# Need a partner for stone crabs



## sniperpeeps (Mar 5, 2011)

This is the time of year I usually snorkel the Destin jettys and collect stone crab claws. I don't like to do it alone, was wondering if anyone would be interested? Depending on the current, I usually hit a few of the shallow bridge pilings and then in the rocks on the West jetty. Let me know if you want to go, would like to go out this week! There is also usually a ton of blues in the rocks as well.


----------



## MillerTime (Jul 6, 2011)

pm sent


----------



## Orion45 (Jun 26, 2008)

I'll send you a pm if I can get free this weekend. When are you planning on going?
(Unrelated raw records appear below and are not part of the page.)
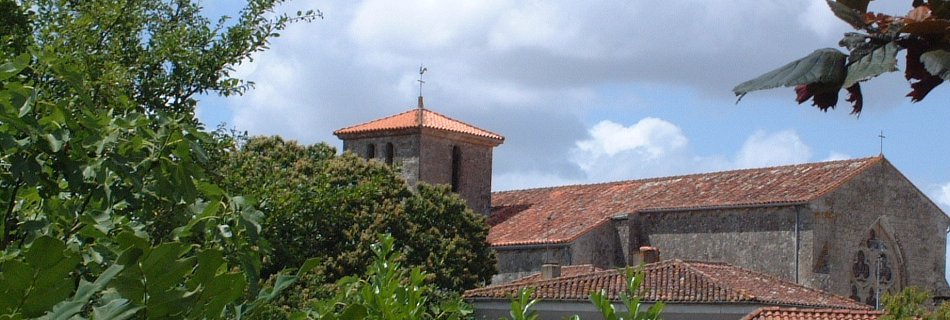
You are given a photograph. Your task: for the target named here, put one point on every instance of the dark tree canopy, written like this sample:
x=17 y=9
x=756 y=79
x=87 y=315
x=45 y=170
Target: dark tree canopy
x=318 y=204
x=924 y=33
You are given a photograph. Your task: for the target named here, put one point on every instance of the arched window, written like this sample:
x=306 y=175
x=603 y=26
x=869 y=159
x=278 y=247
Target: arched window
x=370 y=151
x=876 y=267
x=390 y=153
x=456 y=167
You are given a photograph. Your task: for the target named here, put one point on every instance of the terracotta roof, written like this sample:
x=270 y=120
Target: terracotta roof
x=418 y=118
x=561 y=214
x=779 y=313
x=566 y=271
x=677 y=281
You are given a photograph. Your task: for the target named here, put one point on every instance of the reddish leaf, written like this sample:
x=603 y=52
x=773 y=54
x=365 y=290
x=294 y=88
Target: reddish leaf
x=932 y=26
x=856 y=99
x=802 y=93
x=916 y=71
x=923 y=87
x=918 y=14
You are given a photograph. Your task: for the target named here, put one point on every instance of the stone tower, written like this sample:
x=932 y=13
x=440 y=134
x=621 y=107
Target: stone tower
x=430 y=147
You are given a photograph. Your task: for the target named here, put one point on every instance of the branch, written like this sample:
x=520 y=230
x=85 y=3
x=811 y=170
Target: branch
x=9 y=220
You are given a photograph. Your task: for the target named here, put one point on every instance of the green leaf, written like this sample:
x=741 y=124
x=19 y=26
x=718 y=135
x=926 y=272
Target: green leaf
x=879 y=61
x=937 y=62
x=825 y=66
x=849 y=11
x=354 y=311
x=68 y=308
x=116 y=309
x=55 y=143
x=12 y=68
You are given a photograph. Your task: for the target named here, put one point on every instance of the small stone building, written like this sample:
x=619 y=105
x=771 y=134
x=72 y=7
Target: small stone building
x=690 y=290
x=849 y=227
x=430 y=147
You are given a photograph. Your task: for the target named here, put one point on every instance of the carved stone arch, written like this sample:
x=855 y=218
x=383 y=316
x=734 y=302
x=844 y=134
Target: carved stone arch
x=877 y=263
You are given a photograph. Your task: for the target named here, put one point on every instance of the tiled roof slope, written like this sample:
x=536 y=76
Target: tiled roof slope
x=412 y=119
x=779 y=313
x=566 y=271
x=561 y=214
x=677 y=281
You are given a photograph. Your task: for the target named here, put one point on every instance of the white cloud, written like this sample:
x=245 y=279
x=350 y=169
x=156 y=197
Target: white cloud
x=819 y=19
x=943 y=195
x=650 y=136
x=764 y=149
x=834 y=156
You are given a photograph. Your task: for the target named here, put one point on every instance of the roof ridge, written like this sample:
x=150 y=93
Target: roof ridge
x=539 y=283
x=873 y=160
x=460 y=121
x=653 y=179
x=374 y=120
x=786 y=282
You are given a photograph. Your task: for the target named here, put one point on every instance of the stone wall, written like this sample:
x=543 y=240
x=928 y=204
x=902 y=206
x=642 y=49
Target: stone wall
x=910 y=228
x=762 y=239
x=519 y=261
x=426 y=155
x=405 y=147
x=475 y=170
x=600 y=246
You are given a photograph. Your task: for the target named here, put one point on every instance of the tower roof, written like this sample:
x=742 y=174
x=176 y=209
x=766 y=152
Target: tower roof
x=418 y=118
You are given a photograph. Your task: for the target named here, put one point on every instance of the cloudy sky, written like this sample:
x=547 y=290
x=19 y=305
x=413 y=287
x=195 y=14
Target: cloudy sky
x=586 y=91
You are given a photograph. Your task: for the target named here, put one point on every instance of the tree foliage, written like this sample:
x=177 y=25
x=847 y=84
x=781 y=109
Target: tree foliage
x=924 y=32
x=913 y=304
x=319 y=204
x=522 y=303
x=387 y=291
x=106 y=206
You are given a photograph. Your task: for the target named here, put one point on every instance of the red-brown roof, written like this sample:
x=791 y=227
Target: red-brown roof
x=418 y=118
x=779 y=313
x=677 y=281
x=561 y=214
x=566 y=271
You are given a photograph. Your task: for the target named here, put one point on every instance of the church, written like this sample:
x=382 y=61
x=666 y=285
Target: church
x=854 y=228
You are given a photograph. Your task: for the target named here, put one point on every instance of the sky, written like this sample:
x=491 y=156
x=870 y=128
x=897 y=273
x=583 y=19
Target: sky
x=586 y=91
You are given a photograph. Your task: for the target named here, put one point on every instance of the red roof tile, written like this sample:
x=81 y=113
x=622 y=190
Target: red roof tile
x=566 y=271
x=418 y=118
x=561 y=214
x=677 y=281
x=779 y=313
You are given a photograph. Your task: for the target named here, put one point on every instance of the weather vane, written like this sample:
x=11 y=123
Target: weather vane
x=882 y=141
x=422 y=70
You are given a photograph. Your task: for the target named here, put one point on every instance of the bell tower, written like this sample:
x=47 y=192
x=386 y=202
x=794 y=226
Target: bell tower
x=427 y=146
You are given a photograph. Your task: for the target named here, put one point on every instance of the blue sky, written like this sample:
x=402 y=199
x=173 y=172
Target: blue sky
x=586 y=91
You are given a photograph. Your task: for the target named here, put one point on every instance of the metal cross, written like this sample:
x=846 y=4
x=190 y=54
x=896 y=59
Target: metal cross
x=882 y=141
x=421 y=71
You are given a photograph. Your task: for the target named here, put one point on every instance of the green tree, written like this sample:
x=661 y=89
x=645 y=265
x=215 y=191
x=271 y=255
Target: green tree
x=319 y=204
x=106 y=209
x=387 y=291
x=924 y=33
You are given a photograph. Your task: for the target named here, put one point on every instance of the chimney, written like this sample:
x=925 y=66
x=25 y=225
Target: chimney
x=649 y=254
x=550 y=271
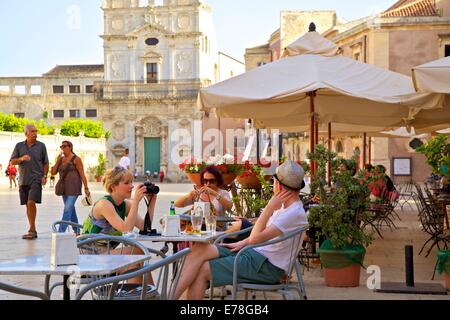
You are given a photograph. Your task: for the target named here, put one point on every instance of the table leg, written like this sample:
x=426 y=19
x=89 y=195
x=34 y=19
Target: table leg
x=66 y=290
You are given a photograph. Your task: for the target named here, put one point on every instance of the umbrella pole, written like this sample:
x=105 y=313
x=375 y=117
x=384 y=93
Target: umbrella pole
x=329 y=157
x=312 y=134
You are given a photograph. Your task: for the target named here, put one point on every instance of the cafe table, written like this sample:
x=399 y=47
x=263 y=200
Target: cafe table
x=89 y=265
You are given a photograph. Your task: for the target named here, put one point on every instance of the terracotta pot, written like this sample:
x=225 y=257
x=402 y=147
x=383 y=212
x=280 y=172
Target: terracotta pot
x=346 y=277
x=447 y=282
x=195 y=178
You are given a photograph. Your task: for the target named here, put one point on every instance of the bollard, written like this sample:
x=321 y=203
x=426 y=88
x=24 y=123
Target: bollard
x=409 y=266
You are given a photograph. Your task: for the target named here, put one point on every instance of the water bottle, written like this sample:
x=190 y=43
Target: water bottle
x=172 y=208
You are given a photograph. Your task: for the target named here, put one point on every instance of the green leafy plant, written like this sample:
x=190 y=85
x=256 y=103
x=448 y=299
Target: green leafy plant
x=101 y=167
x=252 y=203
x=340 y=211
x=437 y=152
x=10 y=123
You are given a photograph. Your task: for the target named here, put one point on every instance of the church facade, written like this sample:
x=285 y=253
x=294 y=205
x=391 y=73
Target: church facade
x=157 y=56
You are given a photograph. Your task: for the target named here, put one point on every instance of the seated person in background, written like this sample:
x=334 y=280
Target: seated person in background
x=116 y=213
x=265 y=265
x=211 y=180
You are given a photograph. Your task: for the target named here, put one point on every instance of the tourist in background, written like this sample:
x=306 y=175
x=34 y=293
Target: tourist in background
x=32 y=158
x=71 y=178
x=11 y=172
x=125 y=160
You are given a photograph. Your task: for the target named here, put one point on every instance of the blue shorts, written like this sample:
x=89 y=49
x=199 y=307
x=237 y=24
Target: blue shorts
x=253 y=267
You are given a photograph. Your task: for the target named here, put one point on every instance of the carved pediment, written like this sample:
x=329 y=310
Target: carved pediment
x=150 y=29
x=151 y=55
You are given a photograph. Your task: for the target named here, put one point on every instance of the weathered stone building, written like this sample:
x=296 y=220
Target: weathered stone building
x=156 y=58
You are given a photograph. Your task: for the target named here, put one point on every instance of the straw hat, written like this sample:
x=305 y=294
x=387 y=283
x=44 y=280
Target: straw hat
x=290 y=174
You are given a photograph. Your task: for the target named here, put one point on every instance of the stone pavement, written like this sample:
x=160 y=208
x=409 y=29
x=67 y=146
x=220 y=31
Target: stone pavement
x=387 y=253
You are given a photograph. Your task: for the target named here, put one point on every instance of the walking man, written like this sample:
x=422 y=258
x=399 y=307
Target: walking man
x=32 y=158
x=125 y=160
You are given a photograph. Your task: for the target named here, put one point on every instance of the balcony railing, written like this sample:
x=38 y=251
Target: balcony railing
x=166 y=89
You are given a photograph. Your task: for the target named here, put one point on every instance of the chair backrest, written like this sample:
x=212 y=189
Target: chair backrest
x=111 y=285
x=296 y=237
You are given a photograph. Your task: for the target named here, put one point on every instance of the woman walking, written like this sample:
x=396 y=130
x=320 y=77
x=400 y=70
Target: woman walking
x=71 y=178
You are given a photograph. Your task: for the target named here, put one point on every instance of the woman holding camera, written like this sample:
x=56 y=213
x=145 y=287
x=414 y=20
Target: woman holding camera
x=115 y=213
x=212 y=181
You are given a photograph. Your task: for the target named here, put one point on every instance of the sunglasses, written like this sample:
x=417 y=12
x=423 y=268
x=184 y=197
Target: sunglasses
x=210 y=181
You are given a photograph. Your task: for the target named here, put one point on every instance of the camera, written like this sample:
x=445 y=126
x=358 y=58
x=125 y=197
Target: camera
x=151 y=188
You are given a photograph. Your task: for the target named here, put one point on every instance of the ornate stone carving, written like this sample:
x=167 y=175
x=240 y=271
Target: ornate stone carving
x=183 y=22
x=117 y=66
x=152 y=19
x=117 y=24
x=184 y=63
x=119 y=130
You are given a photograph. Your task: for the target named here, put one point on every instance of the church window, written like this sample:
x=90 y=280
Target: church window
x=58 y=89
x=151 y=41
x=152 y=73
x=36 y=89
x=19 y=90
x=75 y=89
x=58 y=113
x=75 y=113
x=91 y=113
x=339 y=147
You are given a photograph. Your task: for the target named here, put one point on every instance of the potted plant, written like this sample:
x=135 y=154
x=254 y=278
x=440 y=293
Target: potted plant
x=250 y=202
x=100 y=168
x=437 y=152
x=337 y=219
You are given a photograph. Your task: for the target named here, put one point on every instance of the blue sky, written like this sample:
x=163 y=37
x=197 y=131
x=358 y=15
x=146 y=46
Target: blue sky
x=38 y=34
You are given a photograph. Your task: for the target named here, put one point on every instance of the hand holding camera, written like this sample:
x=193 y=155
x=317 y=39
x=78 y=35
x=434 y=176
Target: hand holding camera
x=152 y=189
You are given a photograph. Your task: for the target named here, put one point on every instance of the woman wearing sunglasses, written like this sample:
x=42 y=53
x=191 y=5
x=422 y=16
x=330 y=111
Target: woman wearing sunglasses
x=71 y=172
x=211 y=180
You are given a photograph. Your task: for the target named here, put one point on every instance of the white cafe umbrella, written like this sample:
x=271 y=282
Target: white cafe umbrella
x=345 y=90
x=433 y=76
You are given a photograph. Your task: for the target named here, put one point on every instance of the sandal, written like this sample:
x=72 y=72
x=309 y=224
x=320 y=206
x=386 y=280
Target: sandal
x=31 y=235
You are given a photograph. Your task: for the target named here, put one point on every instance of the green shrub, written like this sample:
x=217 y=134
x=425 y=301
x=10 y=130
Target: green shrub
x=92 y=129
x=10 y=123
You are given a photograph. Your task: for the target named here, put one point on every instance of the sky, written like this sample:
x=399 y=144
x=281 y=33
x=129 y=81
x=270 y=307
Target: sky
x=35 y=35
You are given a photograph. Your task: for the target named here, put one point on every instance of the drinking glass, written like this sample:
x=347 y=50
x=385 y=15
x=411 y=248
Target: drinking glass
x=197 y=219
x=211 y=224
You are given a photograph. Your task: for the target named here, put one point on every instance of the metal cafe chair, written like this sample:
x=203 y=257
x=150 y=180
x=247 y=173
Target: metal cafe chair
x=104 y=244
x=116 y=288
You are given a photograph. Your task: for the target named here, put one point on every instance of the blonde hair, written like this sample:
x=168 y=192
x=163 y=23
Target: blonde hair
x=114 y=176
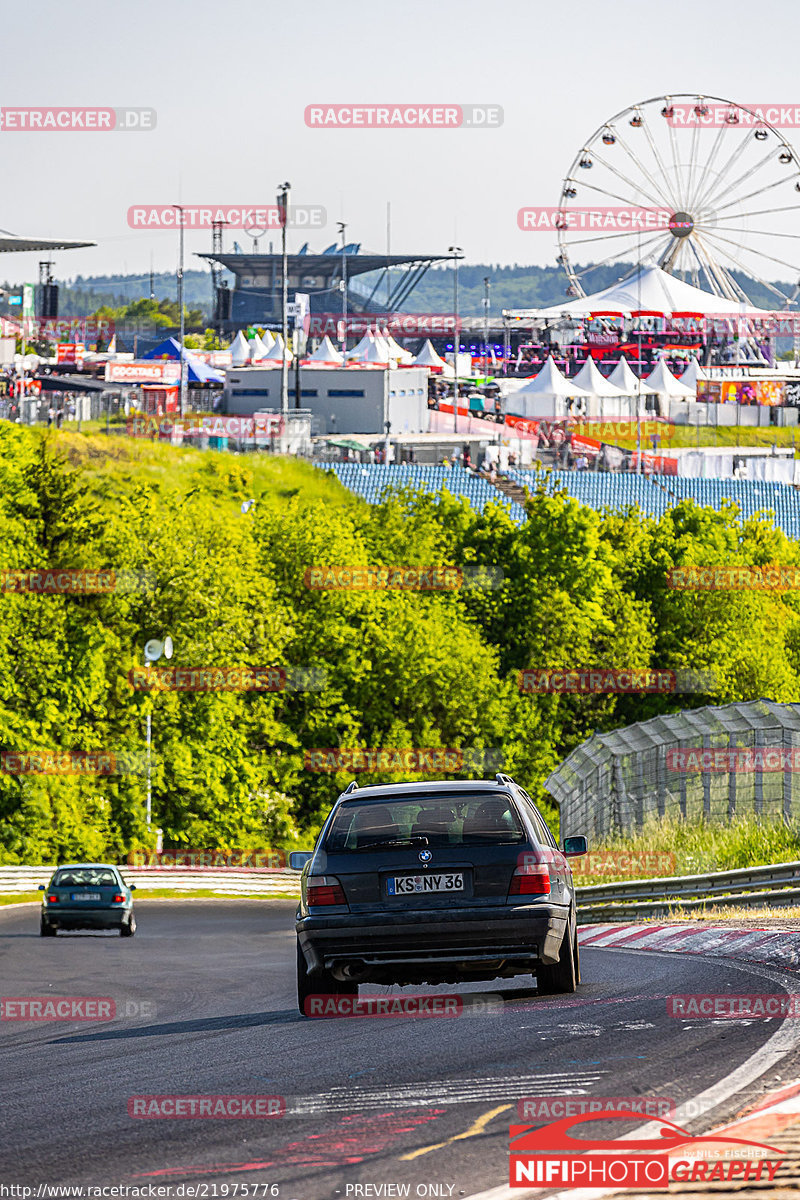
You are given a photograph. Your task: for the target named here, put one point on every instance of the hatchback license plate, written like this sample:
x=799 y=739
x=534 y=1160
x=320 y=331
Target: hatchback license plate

I'm only intrested in blue crabs.


----------



## DropB (Feb 4, 2011)

man if you guys get something going give me a shout, id love to do some work inland.


----------



## sniperpeeps (Mar 5, 2011)

Thinking about going this afternoon before all this weather comes in.


----------



## bigrick (Sep 29, 2010)

Give me a call, I'll be spearfishing all week out there as long as the weather is decent.


----------



## sniperpeeps (Mar 5, 2011)

Going tomorrow, leaving my house at 1. Should put me at Destin bridge around 1:30 if anyone wants to join.


----------



## coolbluestreak (Jun 27, 2011)

Did you have any luck?


----------



## sniperpeeps (Mar 5, 2011)

Ended up with 4 keeper claws and that was really the only stone crabs we saw. Saw a lot of broken claws and stone crab bodys so I don't know if someone had gone through earlier in the day and cleaned it out. Also about a million egg bearing blue crabs, only 4-5 keeper blues. Water was pretty chilly without a wetsuit but it felt good. Found some huge conch? shells on the gulf side of the jetty which were the prize of the day. Will be trying again in a week or two, should be some more moving in as the water cools.

On another note, some guy was spearfishing the jetty after he asked me if it was legal and I told him no. Pretty bold considering the FWC presence in Destin pass.


----------